The Basic search accepts diverse entries, including:
By default, a wildcard is added at the end of each keyword. For an exact match search add +, for example +rnase
.
Only words with 3 or more characters are matched. For example, p53
will not only match p53 but also words longer than 3 characters, starting with p53.
Some query examples:
inhibitor
=> inhibitor*
+inhibitor
=> inhibitor
inhibitor protein
=> inhibitor* AND protein*
inhibitor +protein
=> inhibitor* AND protein (without proteinase!)
"inhibitor alpha"
=> "inhibitor alpha" phrase
inhibitor human
=> inhibitor* IN human
inhibitor -human
=> inhibitor* NOT IN human
GO:0042030
=> Gene Ontology term
And combinations...
You can use the Advanced search panel to perform a search on a specific phylogenetic branch. Branch names follow the NCBI Taxonomy.
If Positive selection is selected, the query will search only for subtrees with significant positive selection on the chosen branch.
Note that the query is carried out on subtrees.
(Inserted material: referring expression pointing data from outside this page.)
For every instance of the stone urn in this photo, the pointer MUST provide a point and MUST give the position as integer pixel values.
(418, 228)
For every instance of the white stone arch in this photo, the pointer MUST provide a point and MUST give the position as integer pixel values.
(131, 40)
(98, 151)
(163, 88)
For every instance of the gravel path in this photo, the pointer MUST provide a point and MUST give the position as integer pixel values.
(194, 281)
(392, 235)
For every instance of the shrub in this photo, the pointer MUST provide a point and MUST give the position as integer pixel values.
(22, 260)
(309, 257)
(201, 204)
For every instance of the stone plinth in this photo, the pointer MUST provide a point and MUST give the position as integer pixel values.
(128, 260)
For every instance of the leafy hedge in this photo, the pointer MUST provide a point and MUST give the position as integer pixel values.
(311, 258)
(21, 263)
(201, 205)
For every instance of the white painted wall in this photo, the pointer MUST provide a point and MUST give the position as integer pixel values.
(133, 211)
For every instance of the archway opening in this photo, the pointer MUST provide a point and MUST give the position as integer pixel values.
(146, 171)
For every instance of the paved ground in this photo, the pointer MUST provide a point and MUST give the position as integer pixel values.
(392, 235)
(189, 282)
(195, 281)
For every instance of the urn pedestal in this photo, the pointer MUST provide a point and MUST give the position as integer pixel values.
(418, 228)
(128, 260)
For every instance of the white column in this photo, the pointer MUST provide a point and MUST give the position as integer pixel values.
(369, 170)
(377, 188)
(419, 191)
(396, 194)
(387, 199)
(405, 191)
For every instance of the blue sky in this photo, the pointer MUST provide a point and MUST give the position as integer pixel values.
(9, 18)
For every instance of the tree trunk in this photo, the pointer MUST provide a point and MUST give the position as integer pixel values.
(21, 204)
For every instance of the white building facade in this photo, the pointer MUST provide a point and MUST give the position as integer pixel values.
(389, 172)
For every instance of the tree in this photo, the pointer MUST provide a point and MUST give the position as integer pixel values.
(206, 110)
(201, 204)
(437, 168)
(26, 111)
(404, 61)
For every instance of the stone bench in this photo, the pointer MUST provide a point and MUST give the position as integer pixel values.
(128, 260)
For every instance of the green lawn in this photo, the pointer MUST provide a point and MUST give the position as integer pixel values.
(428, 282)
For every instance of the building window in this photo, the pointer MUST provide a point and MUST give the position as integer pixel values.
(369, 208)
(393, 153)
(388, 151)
Thus a query for the Simiiformes branch with and without positive selection, may return some common trees
because some subtrees may contain duplicated Simiiformes branches with AND without positive selection events.
Positive selection detection on terminal branches has lower statistical power, and sequencing or gene prediction errors may be more influential.
We urge caution in interpreting results even on non terminal branches for which there are few sequences.
You can also use the Advanced search panel to restrict your search to a specific data type and also to search lists of Ensembl or Cross-References IDs.
After a Basic or an Advanced search, Selectome provides the results as a sortable table:
Leftmost columns are tree information.
Rightmost columns are gene information.
Background table cell highlights positive selection, if any, for the whole tree and/or per gene.
Table results can be exported in JSON or TSV formats.
Clicking on an Ensembl gene family accession number shows the result of positive selection tests in more detail.
The family datasheet is split into two parts:
1. The description of the family, with accession number, symbol, and links to other sub-family members, if any.
2. The subtree with added information on positive selection, but split - based on the taxon root used e.g. Euteleostomi - in sub-families.
You can click on gene names to access gene specific data.
Nodes appear as blue boxes for speciation events, as red for duplication events. Green boxes and branches are under positive selection.
Placing the mouse above a node provides information on:
The last section provides links to download tree and alignment in various formats.
Finally, clicking on the View Masked Alignment in Wasabi button, or on the View Unmasked Alignment in Wasabi button, will display the protein alignment using the Wasabi tool.
Masked alignment is the one out of our filtering pipeline, used for Codeml computations. Unmasked alignment keeps original residues, before filtering.
Important note: Although the test on a branch may significantly detect positive selection over a relatively large proportion of sites (e.g. 5%), data will often not be sufficient to detect all these sites with good confidence. Thus in many cases fewer sites will be reported by BEB than expected from the likelihood test. And in some cases no sites will be predicted by BEB although positive selection is significant for a proportion of sites on the branch.
Default coloring follows the ClustalX code. Hydrophobic are in light blue (AVILWC), basic are in red (KR), acid are in purple (ED), polar are in green (NSTQ), aromatic polar in ocean (YH), proline in yellow (P), glycine in orange (G) and fully conserved cysteine in pink (C).
Masked residues are in lowercase x. Uppercase X are from the original sequence.